Data from: Interspecific competition alters leaf stoichiometry in 20 grassland species

The extensive use of traits in ecological studies over the last few decades to predict community functions has revealed that plant traits are plastic and respond to various environmental factors. These plant traits are assumed to predict how plants compete and capture resources. Variation in stoichiometric ratios both within and across species reflects resource capture dynamics under competition. However, the impact of local plant diversity on species-specific stoichiometry remains poorly studied. Here, we analyze how spatial and temporal diversity in resource-acquisition traits affects leaf elemental stoichiometry of plants (i.e., the result of resource capture) and how flexible this stoichiometry is depending on the functional composition of the surrounding community. Therefore, we assessed inter- and intraspecific variations of leaf carbon (C), nitrogen (N), and phosphorus (P) (and their ratios) of 20 grassland species in a large trait-based plant diversity experiment located in Jena (Germany) by measuring leaf elemental concentrations at the species-level along a gradient in plant trait dissimilarity. Our results show that plants showed large intra- and interspecific variation in leaf stoichiometry, which was only partly explained by the functional group identity (grass or herb) of the species. Elemental concentrations (N, P, but not C) decreased with plant species richness, and species tended to become more deviant from their monoculture stoichiometry with increasing trait dissimilarity in the community. These responses differed among species, some consistently increased or decreased in P and N concentrations; for other species, the negative or positive change in P and N concentrations increased with increasing trait difference between the target species and the remaining community. The strength of this relationship was significantly associated to the relative position of the species along trait gradients related to resource acquisition. Trait-difference and trait-diversity thus were important predictors of how species’ resource capture changed in competitive neighbourhoods.

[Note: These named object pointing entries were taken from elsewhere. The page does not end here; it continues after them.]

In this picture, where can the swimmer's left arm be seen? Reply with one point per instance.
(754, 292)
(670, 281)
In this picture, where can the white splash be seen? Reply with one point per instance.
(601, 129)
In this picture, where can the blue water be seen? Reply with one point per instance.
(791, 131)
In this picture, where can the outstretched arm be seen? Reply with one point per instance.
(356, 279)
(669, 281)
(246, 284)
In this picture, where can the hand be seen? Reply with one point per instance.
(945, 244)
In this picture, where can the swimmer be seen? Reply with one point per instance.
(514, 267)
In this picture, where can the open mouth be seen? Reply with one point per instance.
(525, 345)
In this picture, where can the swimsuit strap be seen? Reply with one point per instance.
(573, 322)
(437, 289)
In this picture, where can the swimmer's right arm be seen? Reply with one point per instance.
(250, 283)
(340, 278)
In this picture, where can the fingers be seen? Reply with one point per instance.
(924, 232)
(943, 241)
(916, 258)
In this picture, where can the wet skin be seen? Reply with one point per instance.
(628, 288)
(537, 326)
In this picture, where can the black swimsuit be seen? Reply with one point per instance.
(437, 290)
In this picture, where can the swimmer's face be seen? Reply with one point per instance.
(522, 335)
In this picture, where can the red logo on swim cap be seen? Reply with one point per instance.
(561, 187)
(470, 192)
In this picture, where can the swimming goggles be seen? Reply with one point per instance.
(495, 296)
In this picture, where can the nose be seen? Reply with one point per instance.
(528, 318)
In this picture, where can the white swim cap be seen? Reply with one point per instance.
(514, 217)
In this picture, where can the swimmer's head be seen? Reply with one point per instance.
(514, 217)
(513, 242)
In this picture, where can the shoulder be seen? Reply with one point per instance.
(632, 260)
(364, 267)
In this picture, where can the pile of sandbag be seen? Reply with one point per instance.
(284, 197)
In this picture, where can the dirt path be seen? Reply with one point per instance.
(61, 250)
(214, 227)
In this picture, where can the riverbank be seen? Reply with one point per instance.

近几十年来，性状在生态学研究中被广泛用于预测群落功能，这一研究范式揭示了植物性状（plant traits）具有可塑性，并可响应多种环境因子。此类植物性状被认为可用于预测植物的竞争能力与资源获取策略。种内与种间的元素化学计量比（stoichiometric ratios）变异，反映了竞争条件下的资源获取动态。然而，本地植物多样性对物种特异性化学计量特征的影响仍鲜有深入探讨。本研究依托位于德国耶拿（Jena）的大型基于性状的植物多样性实验，沿植物性状差异梯度测定物种水平的叶片元素浓度，分析了资源获取性状的时空多样性如何影响植物叶片元素化学计量比（leaf elemental stoichiometry，即资源获取的结果），以及该化学计量比的可塑性如何取决于周边群落的功能组成。为此，我们对该实验中的20个草原物种的叶片碳（C）、氮（N）、磷（P）及其比值的种内与种间变异进行了评估。研究结果显示，植物叶片化学计量比存在显著的种内与种间变异，且该变异仅部分由物种所属的功能群（禾本科或草本）所解释。元素浓度（N、P，而非C）随植物物种丰富度升高而降低；且随着群落内性状差异的增大，物种与其单作群落（monoculture）条件下的化学计量比的偏离程度趋于升高。这类响应因物种而异：部分物种的P、N浓度持续升高或降低；而对于其他物种，其P、N浓度的正负变化幅度随目标物种与剩余群落间的性状差异增大而增强。该关联的强度与物种沿资源获取相关性状梯度的相对位置显著相关。因此，性状差异与性状多样性是预测物种在竞争群落中资源获取方式变化的重要因子。